On Mon, Mar 01, 2021 at 10:59:16AM +1300, Brian E Carpenter wrote:
> > On 2/28/21 2:51 PM, Brian E Carpenter wrote:
> >> Since we're designing on the hoof here, I suggest you'd need a construct like
> >> <literal value="Philip R. Zimmermann"/>.

Consider these examples:

  It's the biggest stimilus in the U.S. Congress budget history.

Now, with the power of grammar we can parse that as one sentence.

But now try this one:

  Some wonder what is the biggest problem facing the U.S. Congress.

Hmmm.  Well, yes, a stickler for grammar will tell you that parses as
just one sentence.

There is no heuristic you can implement for that case, and wider space
after sentence-ending periods really does help readers parse sentences.

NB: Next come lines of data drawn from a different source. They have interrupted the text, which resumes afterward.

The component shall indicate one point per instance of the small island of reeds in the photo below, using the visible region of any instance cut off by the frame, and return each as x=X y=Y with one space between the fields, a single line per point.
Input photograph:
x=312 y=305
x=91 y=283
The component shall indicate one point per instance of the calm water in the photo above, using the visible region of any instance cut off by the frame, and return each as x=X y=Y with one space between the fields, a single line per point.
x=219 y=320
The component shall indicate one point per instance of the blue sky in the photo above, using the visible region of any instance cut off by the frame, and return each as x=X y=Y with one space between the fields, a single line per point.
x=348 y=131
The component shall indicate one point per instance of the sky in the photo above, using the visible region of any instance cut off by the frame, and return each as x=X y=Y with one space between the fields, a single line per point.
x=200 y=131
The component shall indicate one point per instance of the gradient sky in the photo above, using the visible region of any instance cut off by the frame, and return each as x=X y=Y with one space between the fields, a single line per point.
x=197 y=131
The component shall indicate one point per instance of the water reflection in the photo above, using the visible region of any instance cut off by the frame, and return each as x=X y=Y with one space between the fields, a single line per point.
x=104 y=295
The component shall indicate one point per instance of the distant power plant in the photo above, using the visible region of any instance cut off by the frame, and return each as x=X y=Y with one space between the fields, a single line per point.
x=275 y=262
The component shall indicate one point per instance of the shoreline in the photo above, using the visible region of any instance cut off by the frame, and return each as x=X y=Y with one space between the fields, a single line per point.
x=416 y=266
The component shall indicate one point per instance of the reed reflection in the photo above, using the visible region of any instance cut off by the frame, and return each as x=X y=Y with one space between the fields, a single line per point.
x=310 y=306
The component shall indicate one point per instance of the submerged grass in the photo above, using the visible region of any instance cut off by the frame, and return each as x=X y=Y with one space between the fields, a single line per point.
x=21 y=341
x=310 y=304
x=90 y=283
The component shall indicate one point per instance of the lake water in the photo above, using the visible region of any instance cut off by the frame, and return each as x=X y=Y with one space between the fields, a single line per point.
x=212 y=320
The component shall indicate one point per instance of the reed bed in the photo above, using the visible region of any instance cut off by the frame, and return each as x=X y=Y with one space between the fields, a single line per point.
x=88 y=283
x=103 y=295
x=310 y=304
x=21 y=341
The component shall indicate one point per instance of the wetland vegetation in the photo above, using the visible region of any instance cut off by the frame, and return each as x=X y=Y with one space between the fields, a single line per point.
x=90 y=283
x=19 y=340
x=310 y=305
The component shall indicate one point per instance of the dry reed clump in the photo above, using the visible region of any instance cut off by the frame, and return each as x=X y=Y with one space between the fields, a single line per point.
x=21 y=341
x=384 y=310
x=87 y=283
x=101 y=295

One could say "don't write ambiguous sentences" / "rewrite to avoid
ambiguity".  Like:

  Some wonder what is the biggest problem facing the United States
  Congress.

Well, OK, if there's no desire to do anything about this in xml2rfc, I
guess that will be authors' only resort.

Here's a possible scheme that doesn't count on XML preserving any space
for xml2rfc:

  if (s[i] == '.' && s[i-1] == '.') ||  # E.g., ellipsis
     ('.' && s[i-2] != '.')             # I.e., not a dotted acronym
    if s[i+1] == &nbsp
      # sentence does not end
    else
      # sentence ends
  else if s[i] == '.' && s[i-2] == '.'  # I.e., a dotted acronym
    if s[i+1] == &emsp;
      # sentence ends
    else
      # sentence does not end

Replace &nbsp; and &emsp; with elements if need be.

Nico
--